Als Fotograf:in, Fotomodell oder Veranstalter:in kennt man’s: Ein geplantes Fotoshooting muss abgesagt werden. Das kann aus triftigen Gründen passieren – oder aus Gründen, bei denen man eher schmunzeln muss.
In diesem Artikel zeige ich dir,
- wann es absolut in Ordnung ist, ein Shooting abzusagen,
- wie du das professionell machst,
- und welche Ausreden zwar kreativ, aber eher ins Kuriositätenkabinett gehören.
Valide Gründe, ein Fotoshooting abzusagen
Hier sprechen wir von realistischen, nachvollziehbaren Gründen, die jeder ernsthafte Fotograf oder Model versteht.
1. Krankheit
Klingt banal, ist aber die häufigste Ursache. Wenn du fieberst, hustest oder dich nicht bewegen kannst, ist es besser, das Shooting abzusagen. Deine Gesundheit (und die der anderen) geht vor.
Pro-Tipp für Profis:
Sag frühzeitig Bescheid, idealerweise mit einem Alternativtermin. Das zeigt Verlässlichkeit trotz Absage.
2. Wetterkapriolen (bei Outdoor-Shootings)
Das geplante Strandshooting mit wehenden Kleidern wird schwierig, wenn ein Orkan mit Regenpeitsche angesagt ist.
In dem Fall: Safety first – Kameraausrüstung, Make-up und gute Laune sind wetterempfindlich.
3. Technikausfall
Kamera gestorben. Akku geplatzt. Speicherkarte korrupt.
Wenn die Technik komplett versagt und kein Ersatz greifbar ist, kann ein Shooting nicht sinnvoll stattfinden. Besser absagen, statt halbgaren Murks zu produzieren.
4. Logistische Probleme
Bahnchaos, Autopanne oder ein überraschender Streik – wenn du schlicht nicht zum Shooting kommst, ist das ärgerlich, aber nachvollziehbar. Ehrlichkeit und Kommunikation sind hier das A und O.
5. Private Notfälle
Ob familiäre Notlage oder dringende Verpflichtung – das Leben hat Priorität. Wenn du’s vernünftig erklärst, wird dir niemand einen Strick daraus drehen.

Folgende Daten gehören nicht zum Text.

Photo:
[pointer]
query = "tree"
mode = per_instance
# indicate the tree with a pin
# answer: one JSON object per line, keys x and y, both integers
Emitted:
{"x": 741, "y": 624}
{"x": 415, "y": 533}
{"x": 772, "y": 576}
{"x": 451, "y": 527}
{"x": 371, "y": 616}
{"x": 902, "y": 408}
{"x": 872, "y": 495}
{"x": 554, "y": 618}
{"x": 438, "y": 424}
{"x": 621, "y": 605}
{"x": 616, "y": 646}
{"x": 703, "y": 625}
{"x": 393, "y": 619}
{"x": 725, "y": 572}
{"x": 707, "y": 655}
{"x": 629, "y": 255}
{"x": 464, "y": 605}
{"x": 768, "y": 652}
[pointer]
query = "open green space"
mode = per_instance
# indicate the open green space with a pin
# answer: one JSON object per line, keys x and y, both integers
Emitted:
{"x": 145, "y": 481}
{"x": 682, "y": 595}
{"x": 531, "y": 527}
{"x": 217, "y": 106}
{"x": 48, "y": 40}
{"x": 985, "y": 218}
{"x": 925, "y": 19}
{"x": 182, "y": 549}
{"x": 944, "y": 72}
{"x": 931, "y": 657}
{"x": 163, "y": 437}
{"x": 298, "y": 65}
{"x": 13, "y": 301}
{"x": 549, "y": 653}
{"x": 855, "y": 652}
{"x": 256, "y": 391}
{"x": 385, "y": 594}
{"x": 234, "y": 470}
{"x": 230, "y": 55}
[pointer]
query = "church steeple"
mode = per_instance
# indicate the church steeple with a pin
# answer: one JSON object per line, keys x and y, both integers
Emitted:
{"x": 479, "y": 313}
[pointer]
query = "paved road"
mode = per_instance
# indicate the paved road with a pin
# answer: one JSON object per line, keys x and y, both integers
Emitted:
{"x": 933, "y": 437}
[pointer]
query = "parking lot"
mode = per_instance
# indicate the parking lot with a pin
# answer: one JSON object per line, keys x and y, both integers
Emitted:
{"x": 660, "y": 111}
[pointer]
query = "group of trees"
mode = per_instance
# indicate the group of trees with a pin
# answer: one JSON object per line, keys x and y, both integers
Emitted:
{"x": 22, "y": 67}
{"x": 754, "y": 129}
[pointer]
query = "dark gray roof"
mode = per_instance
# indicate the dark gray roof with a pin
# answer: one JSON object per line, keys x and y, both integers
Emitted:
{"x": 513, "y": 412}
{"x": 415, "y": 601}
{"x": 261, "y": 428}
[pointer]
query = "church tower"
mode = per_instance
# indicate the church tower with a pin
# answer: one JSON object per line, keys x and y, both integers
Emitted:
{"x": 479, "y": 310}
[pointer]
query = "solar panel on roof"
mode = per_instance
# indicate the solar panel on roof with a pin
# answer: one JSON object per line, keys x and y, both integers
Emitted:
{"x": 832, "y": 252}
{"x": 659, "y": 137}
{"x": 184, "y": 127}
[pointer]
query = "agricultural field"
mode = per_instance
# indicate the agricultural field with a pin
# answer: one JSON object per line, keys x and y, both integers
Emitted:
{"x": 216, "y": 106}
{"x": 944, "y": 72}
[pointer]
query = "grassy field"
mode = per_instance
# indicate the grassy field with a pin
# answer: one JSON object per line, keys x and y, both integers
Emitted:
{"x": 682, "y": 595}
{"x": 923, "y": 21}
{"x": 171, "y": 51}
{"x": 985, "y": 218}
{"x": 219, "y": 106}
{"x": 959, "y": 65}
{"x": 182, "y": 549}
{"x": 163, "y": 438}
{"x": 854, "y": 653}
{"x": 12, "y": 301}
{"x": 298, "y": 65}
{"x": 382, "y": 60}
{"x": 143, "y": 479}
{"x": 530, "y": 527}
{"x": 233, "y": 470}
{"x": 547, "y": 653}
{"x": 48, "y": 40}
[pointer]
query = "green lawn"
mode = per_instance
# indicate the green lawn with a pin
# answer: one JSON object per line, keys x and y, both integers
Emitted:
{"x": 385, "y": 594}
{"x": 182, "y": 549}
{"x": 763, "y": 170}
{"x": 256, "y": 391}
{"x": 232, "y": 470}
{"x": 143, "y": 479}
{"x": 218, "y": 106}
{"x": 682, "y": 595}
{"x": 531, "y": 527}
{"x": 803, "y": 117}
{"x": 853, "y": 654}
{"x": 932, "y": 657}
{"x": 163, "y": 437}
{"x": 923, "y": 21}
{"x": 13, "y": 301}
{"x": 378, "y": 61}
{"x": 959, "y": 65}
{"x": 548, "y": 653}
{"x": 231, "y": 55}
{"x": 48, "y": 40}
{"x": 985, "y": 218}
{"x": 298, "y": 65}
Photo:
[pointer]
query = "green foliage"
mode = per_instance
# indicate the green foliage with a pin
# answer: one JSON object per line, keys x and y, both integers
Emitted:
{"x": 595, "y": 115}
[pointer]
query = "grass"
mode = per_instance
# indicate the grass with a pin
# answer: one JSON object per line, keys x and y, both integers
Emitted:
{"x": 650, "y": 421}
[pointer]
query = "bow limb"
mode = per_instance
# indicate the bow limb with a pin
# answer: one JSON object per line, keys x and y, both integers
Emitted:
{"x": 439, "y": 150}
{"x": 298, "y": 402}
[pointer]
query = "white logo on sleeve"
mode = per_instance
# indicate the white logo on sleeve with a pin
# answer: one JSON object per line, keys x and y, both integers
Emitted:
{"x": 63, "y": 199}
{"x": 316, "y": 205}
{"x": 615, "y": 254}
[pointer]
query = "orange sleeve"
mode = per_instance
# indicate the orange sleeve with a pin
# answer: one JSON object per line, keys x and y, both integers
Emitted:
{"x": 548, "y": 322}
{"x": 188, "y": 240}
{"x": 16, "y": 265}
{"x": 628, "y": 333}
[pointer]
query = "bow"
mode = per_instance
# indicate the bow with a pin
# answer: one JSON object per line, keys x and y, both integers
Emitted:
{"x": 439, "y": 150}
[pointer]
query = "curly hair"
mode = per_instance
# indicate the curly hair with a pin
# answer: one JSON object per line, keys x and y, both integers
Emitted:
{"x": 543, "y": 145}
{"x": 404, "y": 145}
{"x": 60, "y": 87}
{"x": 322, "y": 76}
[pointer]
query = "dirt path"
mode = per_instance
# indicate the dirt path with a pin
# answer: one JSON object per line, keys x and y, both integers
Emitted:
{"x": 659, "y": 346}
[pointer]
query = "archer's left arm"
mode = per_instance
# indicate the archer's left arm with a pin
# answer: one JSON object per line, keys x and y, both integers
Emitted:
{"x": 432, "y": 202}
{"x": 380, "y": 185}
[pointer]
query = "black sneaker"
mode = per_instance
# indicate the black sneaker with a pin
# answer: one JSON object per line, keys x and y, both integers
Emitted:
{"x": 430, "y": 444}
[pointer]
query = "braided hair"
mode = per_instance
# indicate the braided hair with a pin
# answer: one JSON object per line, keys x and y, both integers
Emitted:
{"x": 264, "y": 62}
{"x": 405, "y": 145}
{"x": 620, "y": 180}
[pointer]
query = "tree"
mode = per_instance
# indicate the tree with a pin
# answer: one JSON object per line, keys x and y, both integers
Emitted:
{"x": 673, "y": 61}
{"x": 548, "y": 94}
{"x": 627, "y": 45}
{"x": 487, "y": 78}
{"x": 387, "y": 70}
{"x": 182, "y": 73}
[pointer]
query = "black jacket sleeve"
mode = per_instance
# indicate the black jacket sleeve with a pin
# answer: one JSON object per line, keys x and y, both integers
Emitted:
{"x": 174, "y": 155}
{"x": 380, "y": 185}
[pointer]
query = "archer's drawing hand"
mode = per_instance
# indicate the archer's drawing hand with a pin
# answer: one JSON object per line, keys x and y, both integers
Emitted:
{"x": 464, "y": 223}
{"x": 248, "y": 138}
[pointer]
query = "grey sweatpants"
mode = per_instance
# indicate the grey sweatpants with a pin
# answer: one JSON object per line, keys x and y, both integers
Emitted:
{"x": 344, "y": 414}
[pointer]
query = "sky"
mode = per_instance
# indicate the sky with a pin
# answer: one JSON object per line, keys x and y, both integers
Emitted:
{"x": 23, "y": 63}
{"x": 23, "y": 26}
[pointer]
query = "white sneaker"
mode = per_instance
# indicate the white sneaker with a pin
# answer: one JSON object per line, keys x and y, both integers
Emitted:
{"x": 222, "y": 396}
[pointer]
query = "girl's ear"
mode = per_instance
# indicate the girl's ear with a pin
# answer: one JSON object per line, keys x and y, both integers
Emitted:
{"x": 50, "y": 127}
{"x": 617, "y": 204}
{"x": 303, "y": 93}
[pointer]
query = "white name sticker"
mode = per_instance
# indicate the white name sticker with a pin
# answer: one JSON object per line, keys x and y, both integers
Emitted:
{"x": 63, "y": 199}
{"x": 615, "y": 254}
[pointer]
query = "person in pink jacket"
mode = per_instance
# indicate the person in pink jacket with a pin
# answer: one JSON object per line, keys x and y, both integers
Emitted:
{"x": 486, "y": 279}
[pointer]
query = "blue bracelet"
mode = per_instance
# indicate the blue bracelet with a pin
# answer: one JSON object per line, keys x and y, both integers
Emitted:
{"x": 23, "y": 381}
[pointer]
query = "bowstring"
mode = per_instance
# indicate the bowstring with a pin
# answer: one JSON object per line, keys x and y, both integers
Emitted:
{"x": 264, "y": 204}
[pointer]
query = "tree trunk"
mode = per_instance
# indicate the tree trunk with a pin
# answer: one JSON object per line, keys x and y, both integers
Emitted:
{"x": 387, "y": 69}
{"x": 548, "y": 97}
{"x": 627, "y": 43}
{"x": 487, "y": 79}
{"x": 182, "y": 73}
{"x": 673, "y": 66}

Die nicht ganz so glaubwürdigen Gründe – aber definitiv unterhaltsam
Jetzt wird’s absurd, charmant oder schlicht urkomisch. Hier ein Best-of der kreativsten Ausreden, die du nicht unbedingt bringen solltest (oder vielleicht doch, wenn du es gut verkaufst).
1. „Meine Katze hat heute Geburtstag.“
Und sie hat sich emotional auf mich eingestellt. Da kann ich sie nicht allein lassen. #Prioritäten
2. „Ich hab vergessen, dass ich heute einen Harry-Potter-Marathon angesetzt habe.“
Kunst kommt von Können, nicht von Gryffindor. Aber wer will schon gegen Hogwarts anstinken?
3. „Ich bin im Traum schon beim Shooting gewesen – reicht das nicht?“
Meta-Level erreicht. Das Unterbewusstsein hat’s erledigt. Du schuldest nur noch das RAW-Material aus dem REM-Schlaf.
4. „Meine Aura passt heute farblich nicht zur geplanten Bildstimmung.“
Pastellfarben bei schlechter Aura? Unmöglich. Ich bin raus. #Energiearbeit
5. „Ich kann mein Lieblingsobjektiv nicht finden – es hat sich von mir getrennt.“
Kreative Beziehungskrise. Canon 85mm f/1.2 – du warst mein Ein und Alles.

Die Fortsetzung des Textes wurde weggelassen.